Raghav Bahl: FB is open for publishers of Instant Articles. They allow you to research your own advertising which you can’t do on FB posts otherwise. It is a very sensible revenue share. If you bring your own advertising, you take 100% of the revenue and if FB places the ad, then you get to keep 70% of the revenue. It is a very progressive, positive move.
Q] How has Quint fared so far since its launch? How do you assess it?
Raghav Bahl: We are certainly ahead of our expectations on several parameters. Our app has done very well. Launched only six weeks back, it has already got more than 10,000 million downloads. We feel the influence of the brand in the 7-8 months that we have been around. Today, people reach out and want to be featured. The quality of our contributors is excellent, be it people like Shashi Tharoor or others who write for us. So in every way, we are tracking ahead of where we thought we would be in eight months. The very fact that FB - which has globally partnered with the likes of NYT and National Geographic, and in India with old and pedigreed publishers like Indian Express - tied up with The Quint, only eight months old, gives you evidence that it has created an impact much above its weight.
Q] What makes Quint different from other similar digital platforms?
Ritu Kapur: We are the only people creating content for formats which are meant for the mobile phone.
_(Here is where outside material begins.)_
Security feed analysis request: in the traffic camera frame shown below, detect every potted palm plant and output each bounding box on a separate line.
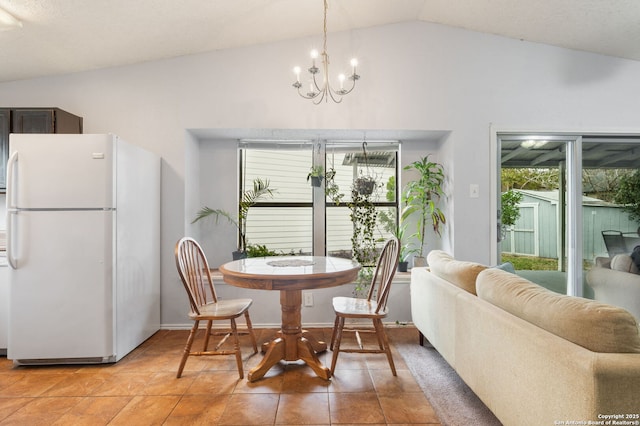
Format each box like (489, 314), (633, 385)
(402, 155), (446, 267)
(193, 178), (275, 259)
The other digital properties are creating content for the web and making it responsive for mobile. We work the other way round. Our audience is only 18-35 years old. We also have older audiences, but we know we are converting those audiences to consumer content on mobile, and I have actually seen that in analytics for the last few months. We are careful to be visual, easy, understandable and accessible in the way we write or produce our pieces. We do a lot of data visualization. People just pick up data and visualize it. We pull out the value and story from data and then visualize it. We play around with all formats that are visual. Video is our big differentiator. We decided to make video on mobile and digital one of our USPs. We had to do a lot of unlearning. Video on digital and video on mobile are very different from any other platform. It has to be short. If you think about people consuming content in their offices or on silent mode, how do you play on auto play? Now Instant Articles will push us to do video more innovatively. We have an edge there. We were able to jump into video much faster as compared to a publisher from Print. We covered the Bihar elections by recording on mobile phones, which we discovered was fantastic. The minute you approach a voter with a camera, camera-person, producer and reporter, it is intimidating. But we are taking selfies of each other and photos on mobile all the time.
If you watch a reporter with a cellphone, it doesn’t come between you and me. It is not intrusive at all. It was a great learning and we got access to voters in interior Bihar this way.
Q] What are your priorities, going forward?
Ritu Kapur: The Quint just launched its Hindi site, so getting into Hindi and creating content in that language is definitely one of our areas of focus. We are going to build much more on our video strengths within Digital. We want to move towards news and pure entertainment content for Digital.
Raghav Bahl: We are very clear on our strategy that we are a fully diversified digital platform. When I say fully diversified, we will certainly lead with news and entertainment, because they are the two biggest components of digital content or even TV networks. Additionally, there will be lots of verticals – children, youth, women’s issues, health, technology and auto... All our moves in the last eight months have been led by this strategy.